SALON: Self-supervised Adaptive Learning for Off-road Navigation

Matthew Sivaprakasam¹, Samuel Triest¹, Cherie Ho¹, Shubhra Aich¹, Jeric Lew², Isaiah Adu³, Wenshan Wang¹, Sebastian Scherer¹,

¹Carnegie Mellon University, ²National University of Singapore, ³Pennsylvania State University

Paper arXiv Video Code

staying on trail while avoiding uncertain objects such as tires

preference for smooth vegetation, without human labels

quick adaptation to novel terrain (cobblestone)

easy deployment on other robots

with one prior hand-label, our system running SALON learns from its own experience in the real-world to predict where and how fast to drive.

Overview

Robot autonomy in off-road environments presents a number of challenges that make it difficult to handcraft navigation heuristics that are robust to diverse scenarios. While learned methods using hand labels or self-supervised data improve generalizability, they often require a tremendous amount of data and can be vulnerable to domain shifts. To improve generalization in novel environments, recent works have incorporated adaptation and self-supervision to develop autonomous systems that can learn from their own experiences online. However, they often rely on significant prior data, for example minutes of human teleoperation data, which is difficult to scale to more environments and robots. To address these limitations, we propose SALON, a perception-action framework for fast adaptation of traversability estimates with minimal human input. SALON rapidly learns online from experience while avoiding out of distribution terrain to produce adaptive and risk-aware cost and speed maps. Within seconds of collected experience, our results demonstrate comparable navigation performance over kilometer-scale courses in diverse off-road terrain as methods trained on 100-1000x more data. We additionally show promising results on significantly different robots in different environments.

VFMs + Proprioception + Smart Buffer Management = Fast Adaptation

Using visual foundation models (such as DINOv2) as feature extractors is key to our approach. By grounding their generalizable features with proprioceptive feedback, robots can quickly adapt their understanding of the world through their own experiences without a human in the loop.

Fast Adaptation Example

Example of SALON's fast adaptation: Within 10 seconds of experiencing grass for the first time, SALON is able to quickly differentiate key terrains, such as, ideal short grass, riskier vegetation and lethal trees.

Autonomy Results

We run our autonomy experiments on a Yamaha Viking All-Terrain Vehicle, with two courses shown below. Course 1 consists of waypoints spaced 50m apart, and Course 2 consists of waypoints with varying spacing up to 200m. The VLAD clusters used for feature generation were computed from sample images collected from the "training data" zone. For each run, the system is initialized with no prior environment interaction data, and a single high-cost tree label from the training data area.

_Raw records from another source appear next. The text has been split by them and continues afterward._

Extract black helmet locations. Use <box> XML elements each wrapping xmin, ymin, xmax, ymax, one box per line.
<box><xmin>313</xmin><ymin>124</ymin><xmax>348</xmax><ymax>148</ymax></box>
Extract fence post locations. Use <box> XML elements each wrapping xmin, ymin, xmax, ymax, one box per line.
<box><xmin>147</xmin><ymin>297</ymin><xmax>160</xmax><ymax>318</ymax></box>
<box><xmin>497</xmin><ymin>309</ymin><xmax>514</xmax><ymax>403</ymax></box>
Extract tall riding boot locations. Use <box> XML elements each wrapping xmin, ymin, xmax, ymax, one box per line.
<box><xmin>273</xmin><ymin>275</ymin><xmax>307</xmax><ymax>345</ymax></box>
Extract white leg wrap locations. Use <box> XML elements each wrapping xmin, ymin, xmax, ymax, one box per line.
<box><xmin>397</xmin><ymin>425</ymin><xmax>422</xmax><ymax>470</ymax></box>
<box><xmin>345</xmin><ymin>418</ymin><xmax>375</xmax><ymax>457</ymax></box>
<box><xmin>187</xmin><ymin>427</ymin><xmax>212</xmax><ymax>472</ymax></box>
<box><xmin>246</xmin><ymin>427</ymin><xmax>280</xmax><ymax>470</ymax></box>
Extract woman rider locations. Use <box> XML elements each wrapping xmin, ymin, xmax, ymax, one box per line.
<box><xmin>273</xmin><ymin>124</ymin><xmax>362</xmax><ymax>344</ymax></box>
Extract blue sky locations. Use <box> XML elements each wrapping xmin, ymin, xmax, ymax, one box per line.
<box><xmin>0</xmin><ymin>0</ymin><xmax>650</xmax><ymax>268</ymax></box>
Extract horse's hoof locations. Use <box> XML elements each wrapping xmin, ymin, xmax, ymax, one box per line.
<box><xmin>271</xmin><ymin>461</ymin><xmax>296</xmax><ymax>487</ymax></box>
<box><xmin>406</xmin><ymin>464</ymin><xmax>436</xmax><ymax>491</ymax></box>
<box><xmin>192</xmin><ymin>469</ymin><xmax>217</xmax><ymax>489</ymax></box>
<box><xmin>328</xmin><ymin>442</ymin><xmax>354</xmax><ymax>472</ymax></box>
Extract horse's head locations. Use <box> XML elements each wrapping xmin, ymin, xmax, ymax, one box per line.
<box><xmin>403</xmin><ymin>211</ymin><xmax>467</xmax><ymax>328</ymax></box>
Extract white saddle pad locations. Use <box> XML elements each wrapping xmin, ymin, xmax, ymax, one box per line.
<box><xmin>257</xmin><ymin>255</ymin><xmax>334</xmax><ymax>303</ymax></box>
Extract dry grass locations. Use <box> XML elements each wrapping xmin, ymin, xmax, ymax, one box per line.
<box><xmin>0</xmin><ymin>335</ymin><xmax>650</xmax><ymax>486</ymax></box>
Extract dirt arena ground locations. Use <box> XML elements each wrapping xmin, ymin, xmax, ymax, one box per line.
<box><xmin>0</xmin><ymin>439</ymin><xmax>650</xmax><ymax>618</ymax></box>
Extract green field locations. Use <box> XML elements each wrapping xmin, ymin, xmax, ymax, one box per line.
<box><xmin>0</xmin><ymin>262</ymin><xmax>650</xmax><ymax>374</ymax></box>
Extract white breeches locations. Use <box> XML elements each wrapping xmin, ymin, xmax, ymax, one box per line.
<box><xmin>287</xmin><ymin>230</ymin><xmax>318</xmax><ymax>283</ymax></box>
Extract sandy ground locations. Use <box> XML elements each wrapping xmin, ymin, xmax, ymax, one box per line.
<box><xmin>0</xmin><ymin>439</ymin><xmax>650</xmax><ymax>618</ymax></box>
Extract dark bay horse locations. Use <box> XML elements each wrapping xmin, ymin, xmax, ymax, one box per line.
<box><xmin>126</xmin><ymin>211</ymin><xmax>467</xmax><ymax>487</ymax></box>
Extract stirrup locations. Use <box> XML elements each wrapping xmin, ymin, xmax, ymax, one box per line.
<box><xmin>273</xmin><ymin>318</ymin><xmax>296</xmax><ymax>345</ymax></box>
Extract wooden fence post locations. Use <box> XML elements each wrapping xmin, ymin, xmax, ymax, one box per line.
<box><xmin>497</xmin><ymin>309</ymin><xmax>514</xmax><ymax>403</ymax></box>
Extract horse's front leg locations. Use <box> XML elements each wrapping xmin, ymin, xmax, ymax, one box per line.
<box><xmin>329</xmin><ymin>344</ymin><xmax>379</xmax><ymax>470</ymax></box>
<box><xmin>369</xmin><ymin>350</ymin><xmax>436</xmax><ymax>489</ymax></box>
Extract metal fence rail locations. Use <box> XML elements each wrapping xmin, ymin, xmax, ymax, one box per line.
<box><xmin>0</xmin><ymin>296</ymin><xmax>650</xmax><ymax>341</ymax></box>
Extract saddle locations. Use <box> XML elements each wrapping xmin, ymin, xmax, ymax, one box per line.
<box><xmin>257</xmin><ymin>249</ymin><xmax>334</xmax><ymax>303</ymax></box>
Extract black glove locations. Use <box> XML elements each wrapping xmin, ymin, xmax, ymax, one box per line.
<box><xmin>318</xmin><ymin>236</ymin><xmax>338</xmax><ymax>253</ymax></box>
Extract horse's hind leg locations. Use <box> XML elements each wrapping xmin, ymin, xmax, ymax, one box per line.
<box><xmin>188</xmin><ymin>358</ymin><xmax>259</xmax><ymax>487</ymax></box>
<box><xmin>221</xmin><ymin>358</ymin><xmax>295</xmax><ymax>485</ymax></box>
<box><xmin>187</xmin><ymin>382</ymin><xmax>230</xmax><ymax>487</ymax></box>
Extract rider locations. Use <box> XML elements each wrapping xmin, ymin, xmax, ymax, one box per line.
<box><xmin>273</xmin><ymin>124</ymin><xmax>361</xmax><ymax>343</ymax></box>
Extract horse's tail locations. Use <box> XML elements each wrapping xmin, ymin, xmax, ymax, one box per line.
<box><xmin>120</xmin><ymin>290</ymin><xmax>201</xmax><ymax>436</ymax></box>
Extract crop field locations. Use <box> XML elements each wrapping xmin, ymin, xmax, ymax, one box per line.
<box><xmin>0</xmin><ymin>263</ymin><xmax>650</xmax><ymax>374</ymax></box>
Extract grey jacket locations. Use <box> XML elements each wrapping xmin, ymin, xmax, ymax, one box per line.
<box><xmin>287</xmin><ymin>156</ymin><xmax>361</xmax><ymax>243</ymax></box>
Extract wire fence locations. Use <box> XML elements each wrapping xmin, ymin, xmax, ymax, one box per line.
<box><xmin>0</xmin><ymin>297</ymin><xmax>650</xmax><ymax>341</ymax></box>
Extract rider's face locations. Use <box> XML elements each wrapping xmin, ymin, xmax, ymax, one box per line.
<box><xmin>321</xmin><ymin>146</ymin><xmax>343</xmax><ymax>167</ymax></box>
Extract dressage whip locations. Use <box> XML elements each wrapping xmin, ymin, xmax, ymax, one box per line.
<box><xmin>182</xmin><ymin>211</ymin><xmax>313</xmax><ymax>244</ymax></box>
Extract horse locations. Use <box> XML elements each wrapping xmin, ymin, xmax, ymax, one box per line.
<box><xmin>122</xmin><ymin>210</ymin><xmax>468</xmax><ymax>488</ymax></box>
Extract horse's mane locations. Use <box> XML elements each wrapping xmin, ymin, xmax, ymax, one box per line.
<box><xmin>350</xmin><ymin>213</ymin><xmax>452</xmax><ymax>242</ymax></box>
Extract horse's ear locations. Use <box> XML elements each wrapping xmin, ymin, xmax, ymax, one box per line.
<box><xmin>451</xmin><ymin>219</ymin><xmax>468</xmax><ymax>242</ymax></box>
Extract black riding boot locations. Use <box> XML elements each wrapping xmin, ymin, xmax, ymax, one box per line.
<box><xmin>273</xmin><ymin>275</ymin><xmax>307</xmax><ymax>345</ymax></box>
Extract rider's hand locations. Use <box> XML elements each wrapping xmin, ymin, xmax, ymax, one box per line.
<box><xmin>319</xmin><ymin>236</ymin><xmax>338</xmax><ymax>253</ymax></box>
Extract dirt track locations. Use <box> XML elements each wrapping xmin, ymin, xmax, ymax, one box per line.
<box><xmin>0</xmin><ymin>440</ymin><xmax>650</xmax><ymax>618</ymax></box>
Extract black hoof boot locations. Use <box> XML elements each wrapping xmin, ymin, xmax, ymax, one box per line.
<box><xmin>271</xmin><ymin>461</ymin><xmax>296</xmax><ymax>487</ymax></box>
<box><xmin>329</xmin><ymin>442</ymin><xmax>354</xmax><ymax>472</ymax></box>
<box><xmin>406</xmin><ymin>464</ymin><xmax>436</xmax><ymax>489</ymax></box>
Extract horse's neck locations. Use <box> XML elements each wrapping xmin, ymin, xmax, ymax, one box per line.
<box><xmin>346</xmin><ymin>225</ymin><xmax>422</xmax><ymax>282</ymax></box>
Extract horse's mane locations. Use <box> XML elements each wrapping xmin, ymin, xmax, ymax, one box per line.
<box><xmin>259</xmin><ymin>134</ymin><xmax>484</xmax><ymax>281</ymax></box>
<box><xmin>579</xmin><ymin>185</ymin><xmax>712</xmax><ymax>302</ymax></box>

SALON is able to not only avoid lethal vegetation but also distinguish fine-grained terrain properties. Rough gravel in the middle of the trail below is higher cost than the smoother areas around it.

Prediction of speedmaps allows the system to go faster where appropriate. As seen below, it is predicted that the robot can drive faster on trail than in grass.

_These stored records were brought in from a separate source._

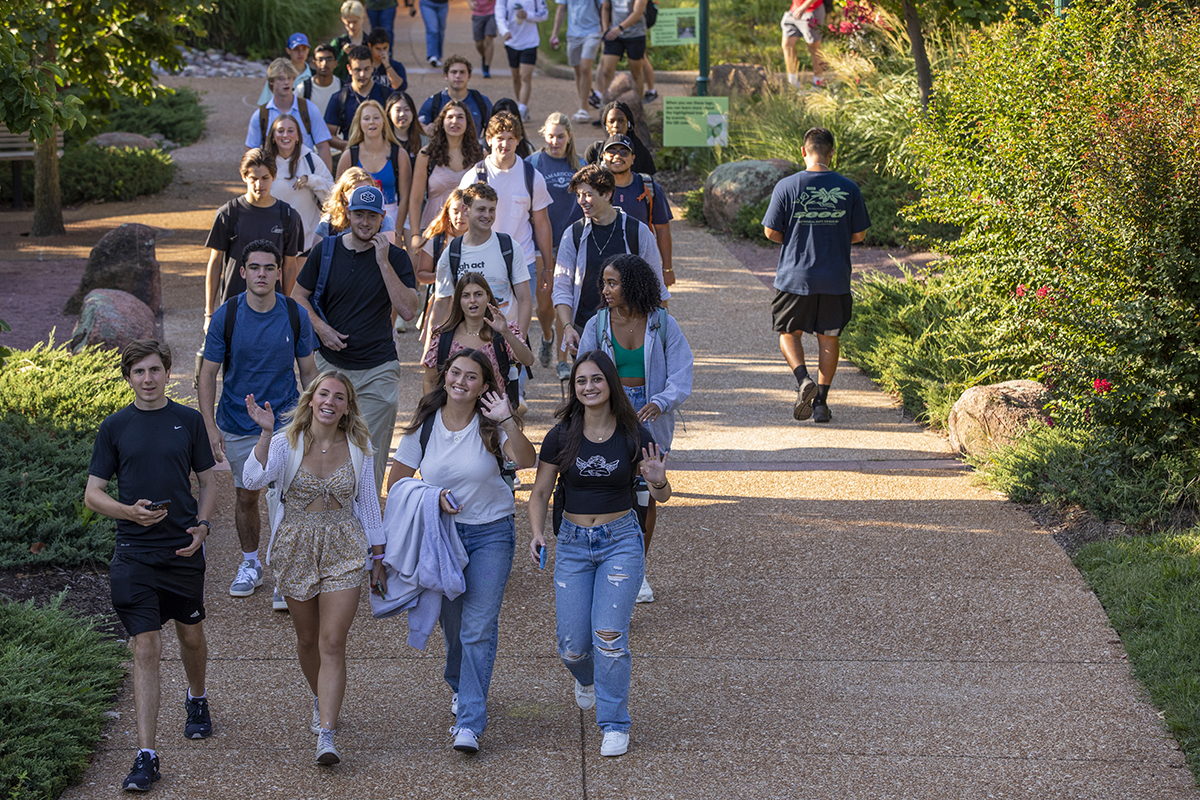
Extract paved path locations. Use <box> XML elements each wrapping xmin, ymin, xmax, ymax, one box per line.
<box><xmin>18</xmin><ymin>2</ymin><xmax>1198</xmax><ymax>800</ymax></box>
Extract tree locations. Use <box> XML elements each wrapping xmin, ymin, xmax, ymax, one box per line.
<box><xmin>0</xmin><ymin>0</ymin><xmax>211</xmax><ymax>236</ymax></box>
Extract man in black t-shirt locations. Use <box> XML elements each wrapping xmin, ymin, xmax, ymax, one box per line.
<box><xmin>292</xmin><ymin>186</ymin><xmax>418</xmax><ymax>491</ymax></box>
<box><xmin>84</xmin><ymin>339</ymin><xmax>216</xmax><ymax>792</ymax></box>
<box><xmin>204</xmin><ymin>148</ymin><xmax>304</xmax><ymax>321</ymax></box>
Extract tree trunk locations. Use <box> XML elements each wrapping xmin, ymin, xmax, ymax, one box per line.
<box><xmin>30</xmin><ymin>128</ymin><xmax>67</xmax><ymax>236</ymax></box>
<box><xmin>900</xmin><ymin>0</ymin><xmax>934</xmax><ymax>110</ymax></box>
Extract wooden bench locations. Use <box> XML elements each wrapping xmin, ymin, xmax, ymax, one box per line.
<box><xmin>0</xmin><ymin>124</ymin><xmax>62</xmax><ymax>209</ymax></box>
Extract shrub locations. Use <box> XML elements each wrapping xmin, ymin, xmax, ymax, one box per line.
<box><xmin>0</xmin><ymin>597</ymin><xmax>127</xmax><ymax>800</ymax></box>
<box><xmin>906</xmin><ymin>2</ymin><xmax>1200</xmax><ymax>458</ymax></box>
<box><xmin>0</xmin><ymin>344</ymin><xmax>132</xmax><ymax>569</ymax></box>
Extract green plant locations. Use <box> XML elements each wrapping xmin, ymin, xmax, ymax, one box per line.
<box><xmin>1075</xmin><ymin>529</ymin><xmax>1200</xmax><ymax>777</ymax></box>
<box><xmin>0</xmin><ymin>596</ymin><xmax>127</xmax><ymax>800</ymax></box>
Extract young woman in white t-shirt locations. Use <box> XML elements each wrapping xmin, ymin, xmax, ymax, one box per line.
<box><xmin>388</xmin><ymin>350</ymin><xmax>536</xmax><ymax>753</ymax></box>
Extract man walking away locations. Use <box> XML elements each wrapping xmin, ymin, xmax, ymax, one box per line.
<box><xmin>762</xmin><ymin>128</ymin><xmax>871</xmax><ymax>422</ymax></box>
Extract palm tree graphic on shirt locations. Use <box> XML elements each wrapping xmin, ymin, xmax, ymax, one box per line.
<box><xmin>796</xmin><ymin>186</ymin><xmax>850</xmax><ymax>223</ymax></box>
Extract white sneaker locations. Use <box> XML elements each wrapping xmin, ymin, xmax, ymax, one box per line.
<box><xmin>317</xmin><ymin>728</ymin><xmax>340</xmax><ymax>766</ymax></box>
<box><xmin>575</xmin><ymin>681</ymin><xmax>596</xmax><ymax>711</ymax></box>
<box><xmin>635</xmin><ymin>578</ymin><xmax>654</xmax><ymax>603</ymax></box>
<box><xmin>600</xmin><ymin>730</ymin><xmax>629</xmax><ymax>756</ymax></box>
<box><xmin>229</xmin><ymin>561</ymin><xmax>263</xmax><ymax>597</ymax></box>
<box><xmin>450</xmin><ymin>728</ymin><xmax>479</xmax><ymax>753</ymax></box>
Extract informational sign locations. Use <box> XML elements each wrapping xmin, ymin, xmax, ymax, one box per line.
<box><xmin>650</xmin><ymin>8</ymin><xmax>700</xmax><ymax>47</ymax></box>
<box><xmin>662</xmin><ymin>97</ymin><xmax>730</xmax><ymax>148</ymax></box>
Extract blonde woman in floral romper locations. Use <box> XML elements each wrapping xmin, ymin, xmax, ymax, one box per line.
<box><xmin>242</xmin><ymin>371</ymin><xmax>384</xmax><ymax>766</ymax></box>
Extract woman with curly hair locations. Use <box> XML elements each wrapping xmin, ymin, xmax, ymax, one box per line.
<box><xmin>408</xmin><ymin>100</ymin><xmax>485</xmax><ymax>253</ymax></box>
<box><xmin>242</xmin><ymin>369</ymin><xmax>384</xmax><ymax>766</ymax></box>
<box><xmin>580</xmin><ymin>254</ymin><xmax>692</xmax><ymax>603</ymax></box>
<box><xmin>386</xmin><ymin>350</ymin><xmax>538</xmax><ymax>753</ymax></box>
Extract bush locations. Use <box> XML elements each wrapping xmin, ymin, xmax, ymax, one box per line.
<box><xmin>0</xmin><ymin>596</ymin><xmax>127</xmax><ymax>800</ymax></box>
<box><xmin>0</xmin><ymin>344</ymin><xmax>133</xmax><ymax>569</ymax></box>
<box><xmin>906</xmin><ymin>2</ymin><xmax>1200</xmax><ymax>459</ymax></box>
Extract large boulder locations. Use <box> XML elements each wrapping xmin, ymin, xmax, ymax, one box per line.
<box><xmin>71</xmin><ymin>289</ymin><xmax>158</xmax><ymax>353</ymax></box>
<box><xmin>88</xmin><ymin>131</ymin><xmax>158</xmax><ymax>150</ymax></box>
<box><xmin>62</xmin><ymin>223</ymin><xmax>162</xmax><ymax>324</ymax></box>
<box><xmin>704</xmin><ymin>158</ymin><xmax>796</xmax><ymax>233</ymax></box>
<box><xmin>949</xmin><ymin>380</ymin><xmax>1051</xmax><ymax>456</ymax></box>
<box><xmin>689</xmin><ymin>64</ymin><xmax>772</xmax><ymax>97</ymax></box>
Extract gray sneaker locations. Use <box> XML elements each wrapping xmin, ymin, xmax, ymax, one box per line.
<box><xmin>229</xmin><ymin>561</ymin><xmax>263</xmax><ymax>597</ymax></box>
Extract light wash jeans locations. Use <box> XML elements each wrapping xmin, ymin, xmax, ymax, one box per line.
<box><xmin>442</xmin><ymin>516</ymin><xmax>517</xmax><ymax>734</ymax></box>
<box><xmin>420</xmin><ymin>0</ymin><xmax>450</xmax><ymax>61</ymax></box>
<box><xmin>554</xmin><ymin>511</ymin><xmax>646</xmax><ymax>733</ymax></box>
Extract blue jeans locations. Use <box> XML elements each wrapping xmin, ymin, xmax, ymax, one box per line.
<box><xmin>420</xmin><ymin>0</ymin><xmax>446</xmax><ymax>61</ymax></box>
<box><xmin>554</xmin><ymin>511</ymin><xmax>646</xmax><ymax>733</ymax></box>
<box><xmin>442</xmin><ymin>516</ymin><xmax>517</xmax><ymax>734</ymax></box>
<box><xmin>367</xmin><ymin>5</ymin><xmax>398</xmax><ymax>44</ymax></box>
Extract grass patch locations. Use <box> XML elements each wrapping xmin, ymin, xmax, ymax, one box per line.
<box><xmin>0</xmin><ymin>596</ymin><xmax>127</xmax><ymax>800</ymax></box>
<box><xmin>1075</xmin><ymin>528</ymin><xmax>1200</xmax><ymax>777</ymax></box>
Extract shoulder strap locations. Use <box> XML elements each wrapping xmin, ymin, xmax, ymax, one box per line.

We show our method on 5 laps of course 1 against 4 other baselines. With no prior experience except for one hand-label, it quickly adapts and by the second lap already demonstrates comparable performance to Velociraptor (the prior state of the art).

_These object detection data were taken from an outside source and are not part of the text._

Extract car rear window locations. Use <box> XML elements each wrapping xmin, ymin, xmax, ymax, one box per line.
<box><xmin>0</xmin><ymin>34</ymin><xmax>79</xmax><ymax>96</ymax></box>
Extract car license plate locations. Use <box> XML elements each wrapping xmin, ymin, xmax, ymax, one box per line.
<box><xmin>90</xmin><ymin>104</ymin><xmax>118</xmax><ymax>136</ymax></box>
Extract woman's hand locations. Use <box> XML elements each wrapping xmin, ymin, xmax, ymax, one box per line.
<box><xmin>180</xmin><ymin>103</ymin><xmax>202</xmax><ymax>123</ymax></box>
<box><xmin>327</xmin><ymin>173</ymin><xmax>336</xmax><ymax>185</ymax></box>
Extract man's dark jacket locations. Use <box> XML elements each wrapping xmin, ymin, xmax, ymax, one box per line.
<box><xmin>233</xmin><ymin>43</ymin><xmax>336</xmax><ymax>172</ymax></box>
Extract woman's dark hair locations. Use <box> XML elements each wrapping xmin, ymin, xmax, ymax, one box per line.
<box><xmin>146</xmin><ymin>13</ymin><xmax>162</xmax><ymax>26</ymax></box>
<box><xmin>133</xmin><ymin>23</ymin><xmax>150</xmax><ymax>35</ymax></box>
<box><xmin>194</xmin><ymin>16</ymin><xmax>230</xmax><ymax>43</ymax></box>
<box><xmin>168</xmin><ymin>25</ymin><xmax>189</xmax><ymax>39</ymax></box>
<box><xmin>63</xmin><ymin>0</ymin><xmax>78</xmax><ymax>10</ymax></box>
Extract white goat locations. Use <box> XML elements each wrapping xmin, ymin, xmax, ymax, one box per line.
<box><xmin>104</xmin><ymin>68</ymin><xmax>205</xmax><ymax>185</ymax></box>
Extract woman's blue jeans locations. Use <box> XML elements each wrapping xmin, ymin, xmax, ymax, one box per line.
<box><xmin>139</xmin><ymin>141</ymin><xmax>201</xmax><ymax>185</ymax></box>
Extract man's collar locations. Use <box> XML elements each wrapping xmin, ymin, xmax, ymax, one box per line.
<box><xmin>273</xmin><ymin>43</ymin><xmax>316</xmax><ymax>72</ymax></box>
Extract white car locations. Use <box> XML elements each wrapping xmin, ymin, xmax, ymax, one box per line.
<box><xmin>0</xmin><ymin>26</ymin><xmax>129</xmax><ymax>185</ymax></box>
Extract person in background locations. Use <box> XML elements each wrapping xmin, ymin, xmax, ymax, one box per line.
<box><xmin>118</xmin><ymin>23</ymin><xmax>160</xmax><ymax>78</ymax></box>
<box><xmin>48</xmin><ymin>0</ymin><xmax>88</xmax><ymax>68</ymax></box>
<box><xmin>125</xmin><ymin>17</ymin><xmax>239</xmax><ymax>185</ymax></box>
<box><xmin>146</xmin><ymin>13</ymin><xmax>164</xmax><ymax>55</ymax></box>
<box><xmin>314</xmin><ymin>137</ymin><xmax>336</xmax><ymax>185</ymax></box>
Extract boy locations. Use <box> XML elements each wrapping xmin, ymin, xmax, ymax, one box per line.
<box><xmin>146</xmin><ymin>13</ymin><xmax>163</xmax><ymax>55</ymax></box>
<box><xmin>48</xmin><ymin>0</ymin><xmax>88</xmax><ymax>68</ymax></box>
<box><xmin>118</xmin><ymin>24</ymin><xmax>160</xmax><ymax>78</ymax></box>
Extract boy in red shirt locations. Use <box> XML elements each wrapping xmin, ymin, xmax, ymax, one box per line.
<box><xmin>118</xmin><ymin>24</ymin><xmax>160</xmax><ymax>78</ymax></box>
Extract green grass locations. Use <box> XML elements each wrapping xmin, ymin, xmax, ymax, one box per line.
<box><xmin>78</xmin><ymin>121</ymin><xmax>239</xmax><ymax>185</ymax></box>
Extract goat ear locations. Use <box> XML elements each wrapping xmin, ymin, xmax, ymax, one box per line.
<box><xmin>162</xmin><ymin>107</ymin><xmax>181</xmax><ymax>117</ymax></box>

Robot+Sensor Generalizability

Evaluation on wheelchair in urban environment: After driving over rough cobblestone, the system quickly recognizes within 5 seconds that it is much rougher than the smooth sidewalk.

With the same amount of data as Wild Visual Navigation, our method is able to correctly cost lethal objects like trees and walls without incorrectly costing short grass. Like WVN, we leverage only use visual features, and geometric information is used only to place them in the map.